Na ocasião, disse ainda ser necessário enfrentar o assédio moral e profissional de frente, "como algo que existe e tem de ser combatido". No entanto diz que só pode ser combatido com um verdadeiro empoderamento dos trabalhadores e das trabalhadoras, através da dignificação merecida do seu trabalho.

"No que diz respeito às desigualdades que afetam as mulheres, mais concretamente ao nível laboral, a realidade leva-nos a concluir que, no nosso país, as mulheres constituem o grupo em que o trabalho é mais mal pago. Se, por um lado, há uma taxa de participação feminina no mundo laboral acima da média europeia (73%), representando cerca de 50% do emprego em Portugal, por outro lado, são as mulheres que mais sofrem com a precariedade laboral e são elas que recebem os salários mais baixos, num país onde os salários dos trabalhadores em geral tem vindo a decrescer progressivamente", disse Luísa Paixão.

A dirigente da  União e da CGTP-In alertou que são também as mulheres que mais sofrem com a desregulação dos horários de trabalho, "pois, em geral trabalham uma hora e meia mais do que os homens, tendo em conta que o trabalho doméstico, segundo os estudos efectuados são maioritariamente realizados pelas mulheres".

"A pandemia covid-19 veio acentuar ainda mais os factores de risco laboral para todos os  trabalhadores, mas essencialmente para as mulheres, pois todos nós sabemos que os  trabalhadores precários foram os primeiros a perder o seu posto de trabalho, grupo em que as mulheres estão em maioria, grande parte delas sem direito a subsídio de desemprego. Este facto é comprovado pelos dados disponíveis, que mostram também o risco de pobreza que, sendo grave entre os trabalhadores, tem vindo a crescer mais entre as mulheres.
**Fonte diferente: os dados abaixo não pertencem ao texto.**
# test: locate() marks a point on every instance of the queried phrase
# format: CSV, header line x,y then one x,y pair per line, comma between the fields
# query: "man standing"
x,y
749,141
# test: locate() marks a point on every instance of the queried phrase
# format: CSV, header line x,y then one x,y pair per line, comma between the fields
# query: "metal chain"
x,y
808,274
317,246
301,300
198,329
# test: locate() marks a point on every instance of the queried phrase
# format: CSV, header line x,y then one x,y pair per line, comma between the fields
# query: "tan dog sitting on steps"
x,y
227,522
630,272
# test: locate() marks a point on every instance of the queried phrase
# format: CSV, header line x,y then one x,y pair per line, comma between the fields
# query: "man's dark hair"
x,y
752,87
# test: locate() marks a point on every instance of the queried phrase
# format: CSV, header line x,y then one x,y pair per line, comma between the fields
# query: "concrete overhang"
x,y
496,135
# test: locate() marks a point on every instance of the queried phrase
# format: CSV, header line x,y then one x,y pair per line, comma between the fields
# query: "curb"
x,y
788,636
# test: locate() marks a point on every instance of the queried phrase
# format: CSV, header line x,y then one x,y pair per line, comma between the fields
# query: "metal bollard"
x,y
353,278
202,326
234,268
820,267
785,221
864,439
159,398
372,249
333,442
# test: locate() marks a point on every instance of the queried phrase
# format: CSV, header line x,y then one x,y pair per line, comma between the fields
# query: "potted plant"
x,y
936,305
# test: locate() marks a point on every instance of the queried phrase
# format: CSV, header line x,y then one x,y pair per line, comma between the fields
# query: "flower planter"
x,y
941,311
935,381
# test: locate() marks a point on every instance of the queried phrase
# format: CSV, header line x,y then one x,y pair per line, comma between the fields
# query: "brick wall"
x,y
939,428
Dos trabalhadores que solicitaram apoio extraordinário, 80% são mulheres", concretiza.

Além do mais, ainda relacionado com a pandemia, e mais concretamente com o teletrabalho, indica que a percentagem de mulheres que exercem esta modalidade é superior à dos homens, muitas vezes por relação directa com as responsabilidades para com a família, maioritariamente assumidas pelas mulheres.

!Perante esta situação, podemos concluir que a pobreza, como consequência directa da precariedade e da insegurança no emprego, pode levar as trabalhadoras a serem vítimas silenciosas de assédio moral e profissional., daí a importância de, dada a fragilidade das vítimas, se legislar sobre medidas que protejam eficazmente as vítimas em caso de denúncia. Sabemos que, em momentos de crise como esta que agora atravessamos, as desigualdades tendem a acentuar-se, mas nunca podemos deixar que sejam os mais fragilizados por um sistema económico que não dignifica o trabalho a pagar a crise, nem podemos recuar naquilo que conquistamos, no árduo caminho em direção à igualdade", conclui, acrescentando a necessidade de engrossar a luta para defender a saúde, dignificar o trabalho e avançar na igualdade.